[CodeGraph] Add optional local structural code-map provider for MAP research

## Source

Local source note: `/Users/azalio/Downloads/Telegram Desktop/codegraph_the_open_source_knowledge_graph_that_makes_ai_coding_t.md`, extracted from Medium article "CodeGraph: The Open-Source Knowledge Graph That Makes AI Coding Tools Dramatically Cheaper" (`https://medium.com/kd-agentic/codegraph-the-open-source-knowledge-graph-that-makes-ai-coding-tools-dramatically-cheaper-190f8b89f8a7`).

Source-specific idea used here: CodeGraph reduces agent exploration cost by prebuilding a local structural code graph from parsed source, then answering "what calls this?", "what imports this?", and "where is the handler/entrypoint?" style questions in one tool call instead of file-by-file agent search.

## Relevant source takeaways

- CodeGraph indexes source into a local SQLite/FTS-backed graph of symbols and edges such as imports, calls, inheritance, implementations, and framework routes.
- The useful mechanism for MAP is not the exact product claim or star count; it is the architecture: separate codebase discovery from solving, return compact structural evidence, and avoid repeated broad searches inside the main Actor context.
- Tree-sitter is called out because it can parse incomplete code and supports multiple languages; that matters for agent workflows where the tree may be temporarily uncompilable.
- The article distinguishes semantic/vector search from deterministic structural relationships.

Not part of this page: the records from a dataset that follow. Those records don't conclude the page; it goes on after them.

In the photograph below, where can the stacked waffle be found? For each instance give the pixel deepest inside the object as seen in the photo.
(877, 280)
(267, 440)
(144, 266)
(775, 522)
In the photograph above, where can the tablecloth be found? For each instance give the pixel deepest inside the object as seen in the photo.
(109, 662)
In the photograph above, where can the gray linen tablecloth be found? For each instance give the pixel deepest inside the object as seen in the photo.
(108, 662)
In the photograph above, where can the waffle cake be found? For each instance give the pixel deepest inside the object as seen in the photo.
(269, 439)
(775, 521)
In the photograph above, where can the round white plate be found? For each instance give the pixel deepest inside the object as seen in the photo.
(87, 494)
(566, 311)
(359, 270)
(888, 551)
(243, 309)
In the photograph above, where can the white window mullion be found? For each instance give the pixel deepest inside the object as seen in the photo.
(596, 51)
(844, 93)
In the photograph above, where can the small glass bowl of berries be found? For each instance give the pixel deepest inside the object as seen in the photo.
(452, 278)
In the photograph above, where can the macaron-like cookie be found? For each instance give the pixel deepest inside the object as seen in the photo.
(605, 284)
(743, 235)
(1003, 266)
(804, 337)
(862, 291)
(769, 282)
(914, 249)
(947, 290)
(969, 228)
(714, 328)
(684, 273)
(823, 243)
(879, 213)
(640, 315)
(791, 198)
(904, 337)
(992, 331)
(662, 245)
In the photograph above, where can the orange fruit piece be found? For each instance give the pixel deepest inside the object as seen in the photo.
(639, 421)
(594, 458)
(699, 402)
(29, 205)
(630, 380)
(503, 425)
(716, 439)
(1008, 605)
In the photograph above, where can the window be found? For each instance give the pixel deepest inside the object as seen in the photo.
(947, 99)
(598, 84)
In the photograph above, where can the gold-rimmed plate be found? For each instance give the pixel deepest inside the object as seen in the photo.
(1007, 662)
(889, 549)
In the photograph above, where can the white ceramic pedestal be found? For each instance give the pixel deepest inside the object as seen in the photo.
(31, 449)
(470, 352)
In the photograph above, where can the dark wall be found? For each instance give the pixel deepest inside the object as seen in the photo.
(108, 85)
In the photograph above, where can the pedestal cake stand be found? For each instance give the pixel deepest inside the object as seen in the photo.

MAP's research artifacts already prefer exact file/line evidence; a structural provider would make the upstream localization less probabilistic.
- Local-first/no-cloud is relevant to MAP's current local workflow posture and avoids requiring user code to leave the machine.
- Route recognition is useful, but it should be treated as one query family on top of a structural map rather than the first implementation slice.

## Repo evidence

- `src/mapify_cli/repo_insight.py:1-5` says repo insight analyzes project structure for language detection, suggested checks, and key directories. `src/mapify_cli/repo_insight.py:13-43`, `:46-82`, `:85-119`, and `:122-162` implement exactly that shallow artifact. It does not index symbols, imports, callers, routes, or line-level relationships.
- `src/mapify_cli/dependency_graph.py:1-6` and `:66-85` implement a graph, but it is a workflow subtask DAG for cascade invalidation. It is not a repository code graph.
- `src/mapify_cli/templates_src/agents/research-agent.md.jinja:14-22` and `:143-150` still describe research as Glob/Grep/Read. `src/mapify_cli/templates_src/codex/agents/researcher.toml.jinja:70-83` likewise instructs provider-neutral file discovery + grep + narrow reads.
- `docs/USAGE.md:1719-1731` documents the current RESEARCH path: persisted ResearchEvidence is mandatory, delegation is conditional, and cold-start/high-risk work uses research-agent/researcher plus `save_research`/`validate_research`.
- `docs/ARCHITECTURE.md:55-58` says MCP is optional and provider runtimes can call configured MCP servers. `docs/ARCHITECTURE.md:32-36` says MAP does not ship or maintain third-party MCP servers, so this should be an optional integration/detection surface, not vendoring CodeGraph.
- `docs/ARCHITECTURE.md:20-30` confirms MAP already owns local generated provider scaffolding, branch artifacts, token accounting, and optional MCP wiring; a local structural map fits that surface if it is optional and artifact-backed.

## Existing issue search

Commands/searches used:

- `gh issue list --state all --limit 100 --search "CodeGraph OR \"knowledge graph\" OR \"call graph\" OR tree-sitter OR symbols OR \"repo insight\" OR \"repository map\" OR \"token reduction\" OR \"research ROI\""` returned no direct matches.
- `gh issue list --state all --limit 100 --search "repo insight"` returned no matches.
- `gh issue list --state all --limit 100 --search "tree-sitter"` returned no matches.
- `gh issue list --state all --limit 100 --search "symbol graph"` returned no matches.
- `gh issue list --state all --limit 100 --search "parallel wave context map"` returned #303 and #284, but those cover parallel execution/worktree isolation, not structural code localization.

Close issues checked:

- #197 "Add a strict machine-checkable research artifact contract" is closed and validates saved research shape. It does not add a structural discovery provider.
- #200 "Add localization-quality evaluation for research-agent outputs" is closed and scores whether evidence locations are good. It does not change how locations are found.
- #202 "Report research ROI in token accounting and run-health artifacts" is closed and surfaces research cost/quality. It does not introduce a code graph or symbol/caller query path.
- #203 "Teach Actor to consume research evidence without repeating broad exploration" is closed and changes consumption discipline. It assumes research evidence already exists; it does not provide deterministic structural discovery.
- #289 "Token accounting dashboard" is closed and visualizes token/cost telemetry, not localization.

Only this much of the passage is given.